Crossing over illegally is both expensive and dangerous. Coyotes charge two different rates. They typically charge US$ 8,000 (R$ 26,000) to cross, but will charge half price if migrants decide to carry a backpack filled with drugs over the border.


Emir (a pseudonym) who was one of the few first-timers, is a 30-year-old from El Salvador who took 45 days to get to Caborca. He claimed to have taken 15 trains. "It was difficult, and there were moments I'll never forget. I met a girl who lost a leg trying to hop on the train."

Emir is waiting for the right moment to risk everything and cross the desert, and said he's not afraid of Trump's stance on immigration. "No US president hasn't deported people".


The barred fence spreading across the border lends it the quality of a prison, as families reunite on a daily basis on opposite sides of the Obama-sanctioned bars that separate the Mexican Nogales from the American one. The families exchange food, gifts and news as they chat and try to touch one another.
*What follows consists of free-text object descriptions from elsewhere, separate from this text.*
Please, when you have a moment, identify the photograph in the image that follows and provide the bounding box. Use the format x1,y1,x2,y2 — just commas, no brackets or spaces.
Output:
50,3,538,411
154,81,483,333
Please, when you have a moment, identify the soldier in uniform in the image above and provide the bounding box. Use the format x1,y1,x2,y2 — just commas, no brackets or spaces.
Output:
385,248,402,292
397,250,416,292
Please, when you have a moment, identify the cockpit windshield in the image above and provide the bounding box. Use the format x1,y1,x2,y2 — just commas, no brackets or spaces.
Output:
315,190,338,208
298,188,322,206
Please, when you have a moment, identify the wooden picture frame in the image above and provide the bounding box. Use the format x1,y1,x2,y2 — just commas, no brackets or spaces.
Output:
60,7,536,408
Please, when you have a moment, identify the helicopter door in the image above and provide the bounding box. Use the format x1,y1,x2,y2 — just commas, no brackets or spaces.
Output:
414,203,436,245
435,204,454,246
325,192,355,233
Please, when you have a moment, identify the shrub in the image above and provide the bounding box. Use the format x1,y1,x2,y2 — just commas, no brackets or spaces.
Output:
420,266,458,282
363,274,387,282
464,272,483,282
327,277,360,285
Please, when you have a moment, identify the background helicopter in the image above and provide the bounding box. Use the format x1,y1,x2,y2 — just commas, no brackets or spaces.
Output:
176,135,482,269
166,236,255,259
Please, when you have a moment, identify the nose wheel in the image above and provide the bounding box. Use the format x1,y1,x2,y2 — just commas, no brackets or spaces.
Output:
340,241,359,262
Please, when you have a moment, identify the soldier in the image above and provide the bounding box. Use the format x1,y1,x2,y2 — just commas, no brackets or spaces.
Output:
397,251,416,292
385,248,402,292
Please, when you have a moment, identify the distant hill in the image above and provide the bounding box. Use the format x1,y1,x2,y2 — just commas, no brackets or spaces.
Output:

Standing at an incline, in the dirt, the 47-year-old cleaning lady Aída Laurean, who was on the Mexican side, stayed with her daughter Sofia, who was on the American side, from 11:30am to 6:30pm.

The two of them went their separate ways when Aria decided she couldn't miss her mother's funeral in Mexico, even if it meant not being able to return to the US.

She made it to the funeral on time, but spent the next seven years without seeing her daughter.


The border is intimidating. Sofia, who is a telemarketer only decided to risk getting close to it after she started carrying her provisional resident card, which she got after marrying her Mexican-American husband. However, she can't leave the country until the process is over.

"They're saying he wants to build a new wall. I hope it's a low one, so I can jump over" Aída said playfully of Trump.